Jewish family suing Guggenheim museum for Picasso sold in Nazi Germany

A lawsuit claims the artwork was sold under duress as its owner hastily fled Nazi-led Germany


People tour the Guggenheim Museum in New York City October 21, 2019 as they are commemorating today's 60th Anniversary of the Solomon R. Guggenheim Museum's Frank Lloyd Wright designed building. - On October 21, 1959, ten years after the death of Solomon Guggenheim and six months after the death of Frank Lloyd Wright, the Museum first opened its doors to large crowds. (Photo by TIMOTHY A. CLARY / AFP) (Photo by TIMOTHY A. CLARY/AFP via Getty Images)

Heirs of a German-Jewish businessman are suing New York’s Guggenheim Museum for a Pablo Picasso painting that he felt forced to sell under threat of the Nazis 85 years ago.

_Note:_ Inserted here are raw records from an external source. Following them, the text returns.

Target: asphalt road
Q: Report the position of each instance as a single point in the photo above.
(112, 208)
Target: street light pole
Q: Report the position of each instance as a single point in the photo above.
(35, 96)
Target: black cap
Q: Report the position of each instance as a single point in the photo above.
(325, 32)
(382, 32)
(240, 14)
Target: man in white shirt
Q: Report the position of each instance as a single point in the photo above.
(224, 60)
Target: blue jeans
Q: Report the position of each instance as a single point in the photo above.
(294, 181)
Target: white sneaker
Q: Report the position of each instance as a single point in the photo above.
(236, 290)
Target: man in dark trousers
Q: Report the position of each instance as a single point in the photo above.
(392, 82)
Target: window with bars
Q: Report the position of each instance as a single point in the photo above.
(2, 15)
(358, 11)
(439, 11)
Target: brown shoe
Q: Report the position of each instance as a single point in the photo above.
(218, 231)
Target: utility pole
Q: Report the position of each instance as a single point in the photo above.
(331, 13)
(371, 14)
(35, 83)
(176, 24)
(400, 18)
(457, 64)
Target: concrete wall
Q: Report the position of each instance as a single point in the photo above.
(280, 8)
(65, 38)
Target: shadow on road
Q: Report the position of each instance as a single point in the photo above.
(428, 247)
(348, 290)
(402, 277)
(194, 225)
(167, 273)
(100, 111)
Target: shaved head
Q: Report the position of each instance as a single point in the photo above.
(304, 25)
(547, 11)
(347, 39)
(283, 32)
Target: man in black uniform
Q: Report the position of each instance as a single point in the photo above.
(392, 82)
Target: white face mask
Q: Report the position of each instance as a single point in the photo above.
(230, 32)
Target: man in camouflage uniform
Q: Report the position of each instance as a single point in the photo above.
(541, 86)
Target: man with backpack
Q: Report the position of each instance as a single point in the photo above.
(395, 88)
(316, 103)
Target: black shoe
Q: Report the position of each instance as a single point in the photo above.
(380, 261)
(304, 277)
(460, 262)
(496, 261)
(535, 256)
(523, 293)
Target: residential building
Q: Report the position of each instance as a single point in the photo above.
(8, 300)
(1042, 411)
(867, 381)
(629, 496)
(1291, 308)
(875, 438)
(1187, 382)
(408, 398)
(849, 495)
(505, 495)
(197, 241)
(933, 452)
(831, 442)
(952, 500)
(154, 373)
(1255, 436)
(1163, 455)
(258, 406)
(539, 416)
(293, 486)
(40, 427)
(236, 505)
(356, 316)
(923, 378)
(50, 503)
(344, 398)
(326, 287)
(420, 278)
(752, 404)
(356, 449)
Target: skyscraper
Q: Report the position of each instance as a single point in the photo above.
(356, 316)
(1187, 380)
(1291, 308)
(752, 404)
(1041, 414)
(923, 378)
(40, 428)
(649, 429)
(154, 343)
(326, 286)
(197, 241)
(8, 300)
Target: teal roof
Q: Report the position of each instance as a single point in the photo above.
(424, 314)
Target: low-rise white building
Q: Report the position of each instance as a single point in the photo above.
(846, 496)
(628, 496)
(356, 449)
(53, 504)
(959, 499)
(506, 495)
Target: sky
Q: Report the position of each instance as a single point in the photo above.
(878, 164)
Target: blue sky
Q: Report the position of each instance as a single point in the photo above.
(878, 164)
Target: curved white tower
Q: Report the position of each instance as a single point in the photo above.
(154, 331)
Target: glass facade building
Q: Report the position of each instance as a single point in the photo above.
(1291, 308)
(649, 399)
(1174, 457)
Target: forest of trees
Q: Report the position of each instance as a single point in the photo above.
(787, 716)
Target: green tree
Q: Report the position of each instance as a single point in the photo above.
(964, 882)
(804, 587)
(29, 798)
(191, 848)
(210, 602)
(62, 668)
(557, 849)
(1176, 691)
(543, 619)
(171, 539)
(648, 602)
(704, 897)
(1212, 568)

A lawsuit filed last week claims the artwork, Woman Ironing, painted in 1904, was sold under duress in 1938 as its owner, Karl Adler, hastily fled Nazi-led Germany with his wife, Rosi Jacobi.

It was Heinrich Thanhauer, a Jewish art dealer in Munich, who sold the artwork to Adler in 1916.

Adler was one of the managers and owners of a large German leather manufacturing company but was forced to give up his board position when the Nazi rose to power. He fled Germany in 1938, hoping to amass enough money to reach Argentina, but moved across borders in the meantime.

The couple needed to cover the cost of visas and the Nazi-instituted flight tax, who also blocked access to their accounts in Germany. Adler was then effectively forced to sell the painting to Heinrich Thannhauser’s son, Justin for 6,887 Swiss francs (roughly £26,000 in 2023) which the complaint said was “well below” market value.

The plaintiffs in the case include the families of the great-grandchildren of Heinrich as well as charities linked to the family.

They are seeking the return of the Picasso that has hung in the Guggenheim since 1978 or a payment of between $100-$200 million for the artwork.

The case, which was filed under the provisions of the 2016 Holocaust Expropriated Art Recovery Act, may come down to whether the artwork was sold illegally or through extortion.

The filing reads that Adler “would not have disposed of the painting at the time and price that he did, but for the Nazi persecution to which he and his family had been subjected”.

Disputing the family's claims. the Guggenheim said the 1938 sale was a “fair transaction” and that the complaint is “without merit.”

Lawyers for the Guggenheim also claimed that "extensive research" demonstrates their rightful claim to the art.

They added: “There is no evidence that Karl Adler or his three children, now deceased, ever viewed the sale as unfair or considered Thannhauser a bad‐faith actor, either at the time of the transaction or at any time since”.

recently passed New York law requires all art that “changed hands due to theft, seizure, confiscation, forced sale, or other involuntary means” in Nazi Germany to carry signage making visitors aware of the historical context.